Selection bias also occurs when you perform inference on regression coefficients after some model selection, say, with a lasso, or a forward search^[You might find this shocking, but it does mean that you cannot trust the `summary` table of a model that was selected from a multitude of models.].

Selective inference is a complicated and active research topic so we will not offer any off-the-shelf solution to the matter.
The curious reader is invited to read @rosenblatt2014selective, @javanmard2014confidence, or [Will Fithian's](http://www.stat.berkeley.edu/~wfithian/) PhD thesis [@fithian2015topics] for more on the topic. 


## Bibliographic Notes
For a general introduction to multivariate data analysis see @anderson2004introduction.
For an R oriented introduction, see @everitt2011introduction.
For more on the difficulties with high dimensional problems, see @bai1996effect.
For some cutting edge solutions for testing in high-dimension, see @rosenblatt2016better and references therein.
Simes' test is not very well known. It is introduced in @simes1986improved, and proven to control the type I error of detection under a PRDS type of dependence in @benjamini2001control.
For more on multiple testing, and signal identification, see @goeman2014multiple.
For more on the choice of your error rate see @rosenblatt2013practitioner.


## Practice Yourself

1. Generate multivariate data with:
    ```{r}
set.seed(3)
mu<-rexp(50,6)
multi<-  rmvnorm(n = 100, mean = mu) 
```
    a. Use Hotelling's test to determine if $\mu$ equals $\mu_0=0$. Can you detect the signal? 
    a. Perform t.test on each variable and extract the p-value. Try to identify visually the variables which depart from $\mu_0$.
    a. Use `p.adjust` to identify in which variables there are any departures from $\mu_0=0$. Allow 5% probability of making any false identification.
    a. Use `p.adjust` to identify in which variables there are any departures from $\mu_0=0$. Allow a 5% proportion of errors within identifications.
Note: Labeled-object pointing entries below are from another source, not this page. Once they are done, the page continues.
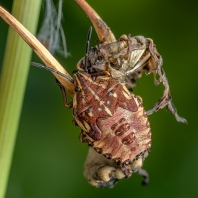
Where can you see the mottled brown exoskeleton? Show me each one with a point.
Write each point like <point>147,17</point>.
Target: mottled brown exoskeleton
<point>113,120</point>
<point>126,59</point>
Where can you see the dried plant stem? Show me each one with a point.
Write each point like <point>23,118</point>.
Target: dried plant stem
<point>12,84</point>
<point>39,49</point>
<point>103,31</point>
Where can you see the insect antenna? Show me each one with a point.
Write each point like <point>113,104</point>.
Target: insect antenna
<point>87,48</point>
<point>52,70</point>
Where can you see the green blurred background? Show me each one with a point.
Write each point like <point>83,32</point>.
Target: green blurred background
<point>48,158</point>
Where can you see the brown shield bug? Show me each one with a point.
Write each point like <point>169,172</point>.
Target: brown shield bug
<point>113,120</point>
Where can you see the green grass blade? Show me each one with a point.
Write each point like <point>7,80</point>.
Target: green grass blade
<point>13,82</point>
1. Generate multivariate data from two groups: `rmvnorm(n = 100, mean = rep(0,10))` for the first, and `rmvnorm(n = 100, mean = rep(0.1,10))` for the second.
    a. Do we agree the groups differ?
    b. Implement the two-group Hotelling test described in Wikipedia: (https://en.wikipedia.org/wiki/Hotelling%27s_T-squared_distribution#Two-sample_statistic).
    c. Verify that you are able to detect that the groups differ. 
    d. Perform a two-group t-test on each coordinate. On which coordinates can you detect signal while controlling the FWER? On which while controlling the FDR? Use `p.adjust`.

1. Return to the previous problem, but set `n=9`. Verify that you cannot compute your Hotelling statistic.